I'm glad I trusted my gut feeling. I definitely didn't want to sign up for anything based on this artificial feeling squashing together of people who didn't know each other.

and I mean, I KNOW THAT you have to meet people before they can become friends, but ... okay. Let me fast forward to on my way home, for a second.

Okay. Driving home. Reflecting on the evening, and why do I feel uncomfortable. Ungrounded, a little like I'm floating above my own head. I am literally operating on autopilot, and I've got the gps in my little Prius going, and somehow I *still* am so lost in my own mind that I miss the freeway turnoff for my house.
Which I *rarely do*, but okay.

I'm *exhausted* when I circle round and actually get my car parked in front of my house. exhausted and *starving* which usually a greasy burger and fries will hold me three hours EASY.

I check my internal resources and I try to *ground*
and I ... like, there's almost nothing *there* to ground *with.*

WTF??

There's *always* something there. It may be sluggish, or it may be stuck, but I've *always* got plenty of "juice".

It's a bit like you're used to a Las Vegas neon display, but suddenly you look and all that's there is a few tired glowsticks scattered around instead.

I'll be honest. It feels like someone(s) in that workshop are energy vampires and I got fuckin' DRAINED.

I've never spent (or not in YEARS) so much time being forced into proximity without having some kind of buffer; social chit chat, physical space, the ability to go introvert for a little while if I needed to.
I've always been able to either ground or shield, or both as needed.

I'm not some N00B witch, I can shield damn well if I need to, I know how to protect myself energetically, but I didn't, because the nature of the exercise was, I thought, to foster a chance at intimacy.
(with strangers)

... I think they're either playing with forces they don't understand, or someone's, consciously or unconsciously, harvesting personal energy from people. Or maybe it was just me? IDK...

Like I got a very fluffy "love and light and we have the power to /love the world to wholeness/!" vibe off them, maybe, MAYBE they have the best intentions running the thing, and as the folks who've been doing it for a long time, the hosts all feel well grounded themselves.

... just UGH. no.

Not my bag. I have communities I can work within and call on for comfort, acceptance, hugs, positive kinds of eye contact, I do not think I will be returning to that community.

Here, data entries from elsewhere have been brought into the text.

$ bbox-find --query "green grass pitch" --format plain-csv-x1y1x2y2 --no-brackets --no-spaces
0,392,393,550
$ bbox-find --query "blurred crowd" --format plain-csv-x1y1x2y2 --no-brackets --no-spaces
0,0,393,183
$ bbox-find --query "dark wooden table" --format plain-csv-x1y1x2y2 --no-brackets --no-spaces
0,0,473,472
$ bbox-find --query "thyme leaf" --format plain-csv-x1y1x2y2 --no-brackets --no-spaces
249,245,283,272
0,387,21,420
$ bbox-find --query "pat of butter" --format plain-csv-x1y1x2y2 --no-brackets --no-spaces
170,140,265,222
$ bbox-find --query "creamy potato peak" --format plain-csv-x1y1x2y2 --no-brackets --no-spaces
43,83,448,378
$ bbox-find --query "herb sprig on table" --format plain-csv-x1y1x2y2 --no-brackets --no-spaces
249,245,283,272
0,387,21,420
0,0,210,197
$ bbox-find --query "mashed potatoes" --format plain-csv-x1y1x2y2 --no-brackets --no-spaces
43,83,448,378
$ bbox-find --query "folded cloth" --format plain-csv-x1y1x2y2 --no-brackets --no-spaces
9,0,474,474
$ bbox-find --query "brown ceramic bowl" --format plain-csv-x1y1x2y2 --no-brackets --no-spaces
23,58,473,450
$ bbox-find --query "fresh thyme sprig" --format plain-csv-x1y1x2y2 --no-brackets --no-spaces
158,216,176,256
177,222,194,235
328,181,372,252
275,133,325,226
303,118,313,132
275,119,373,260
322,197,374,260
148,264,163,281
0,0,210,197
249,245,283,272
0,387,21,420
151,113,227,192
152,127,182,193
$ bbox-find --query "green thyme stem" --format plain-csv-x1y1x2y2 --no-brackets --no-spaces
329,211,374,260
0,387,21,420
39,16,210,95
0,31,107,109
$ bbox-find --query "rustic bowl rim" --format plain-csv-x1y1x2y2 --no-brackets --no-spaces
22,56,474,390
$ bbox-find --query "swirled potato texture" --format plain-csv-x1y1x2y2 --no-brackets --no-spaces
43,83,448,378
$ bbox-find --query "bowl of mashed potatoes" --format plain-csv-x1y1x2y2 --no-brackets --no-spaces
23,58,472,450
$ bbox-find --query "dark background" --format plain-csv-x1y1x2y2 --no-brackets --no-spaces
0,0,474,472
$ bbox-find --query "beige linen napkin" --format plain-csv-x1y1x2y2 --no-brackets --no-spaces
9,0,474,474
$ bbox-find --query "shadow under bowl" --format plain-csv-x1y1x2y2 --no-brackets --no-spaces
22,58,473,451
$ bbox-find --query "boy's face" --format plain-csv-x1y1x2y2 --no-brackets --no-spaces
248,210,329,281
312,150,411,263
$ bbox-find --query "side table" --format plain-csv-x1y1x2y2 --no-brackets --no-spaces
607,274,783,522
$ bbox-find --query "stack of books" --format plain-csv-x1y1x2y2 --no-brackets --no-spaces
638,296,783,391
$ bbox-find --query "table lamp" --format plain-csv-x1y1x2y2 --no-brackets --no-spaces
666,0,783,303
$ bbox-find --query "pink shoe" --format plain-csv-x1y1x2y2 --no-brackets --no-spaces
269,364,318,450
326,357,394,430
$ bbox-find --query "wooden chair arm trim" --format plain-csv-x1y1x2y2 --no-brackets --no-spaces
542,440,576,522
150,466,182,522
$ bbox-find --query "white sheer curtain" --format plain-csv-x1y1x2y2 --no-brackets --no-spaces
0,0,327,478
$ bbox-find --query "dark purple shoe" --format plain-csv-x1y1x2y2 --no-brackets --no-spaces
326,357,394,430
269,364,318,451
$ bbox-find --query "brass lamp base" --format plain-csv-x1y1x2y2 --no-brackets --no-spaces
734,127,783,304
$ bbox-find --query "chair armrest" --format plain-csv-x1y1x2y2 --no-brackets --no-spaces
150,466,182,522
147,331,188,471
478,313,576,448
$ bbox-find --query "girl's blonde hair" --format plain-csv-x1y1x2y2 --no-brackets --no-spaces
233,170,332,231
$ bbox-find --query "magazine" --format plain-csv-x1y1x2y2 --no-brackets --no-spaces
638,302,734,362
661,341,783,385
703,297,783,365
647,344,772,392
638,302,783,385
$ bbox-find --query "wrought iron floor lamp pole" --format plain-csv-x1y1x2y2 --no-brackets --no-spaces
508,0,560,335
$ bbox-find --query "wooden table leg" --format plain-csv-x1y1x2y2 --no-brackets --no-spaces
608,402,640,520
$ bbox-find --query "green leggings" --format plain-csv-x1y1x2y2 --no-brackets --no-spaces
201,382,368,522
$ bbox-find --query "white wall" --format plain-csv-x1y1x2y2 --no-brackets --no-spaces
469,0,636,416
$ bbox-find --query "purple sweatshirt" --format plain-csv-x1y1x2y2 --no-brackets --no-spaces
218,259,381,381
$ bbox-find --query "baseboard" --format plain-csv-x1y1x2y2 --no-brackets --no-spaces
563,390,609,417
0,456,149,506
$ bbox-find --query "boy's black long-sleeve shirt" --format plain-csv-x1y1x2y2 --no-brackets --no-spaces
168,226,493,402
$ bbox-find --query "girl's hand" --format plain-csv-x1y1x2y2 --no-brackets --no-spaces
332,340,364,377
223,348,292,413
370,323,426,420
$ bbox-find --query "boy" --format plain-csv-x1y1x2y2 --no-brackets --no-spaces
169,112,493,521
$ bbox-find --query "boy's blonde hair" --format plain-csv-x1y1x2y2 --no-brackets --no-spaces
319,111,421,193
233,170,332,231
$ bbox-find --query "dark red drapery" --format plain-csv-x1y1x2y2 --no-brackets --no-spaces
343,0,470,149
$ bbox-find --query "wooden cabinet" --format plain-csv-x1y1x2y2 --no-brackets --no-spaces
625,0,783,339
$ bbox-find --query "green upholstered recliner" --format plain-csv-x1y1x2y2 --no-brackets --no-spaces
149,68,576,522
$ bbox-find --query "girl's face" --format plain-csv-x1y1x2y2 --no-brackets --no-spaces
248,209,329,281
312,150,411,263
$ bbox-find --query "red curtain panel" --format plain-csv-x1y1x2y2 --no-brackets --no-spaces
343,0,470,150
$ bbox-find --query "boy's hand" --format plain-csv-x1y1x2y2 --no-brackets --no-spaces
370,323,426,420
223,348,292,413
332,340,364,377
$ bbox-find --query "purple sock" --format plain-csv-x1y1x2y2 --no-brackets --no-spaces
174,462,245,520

Instead I will return to my ecstatic dance community, try out the Contact Improv dance classes locally for physical touch and flexibility and challenge, and join the political action group that some friends from my ecstatic dance (Open Floor) community have started.

I will make more lunch dates. More art dates with friends, more activities that feed me in MY WAYS.
I will do more of the Witchy Shit (tm) that I love and that feeds me.

because yeah. That shit wasn't fun for me at all and I don't wanna do that again.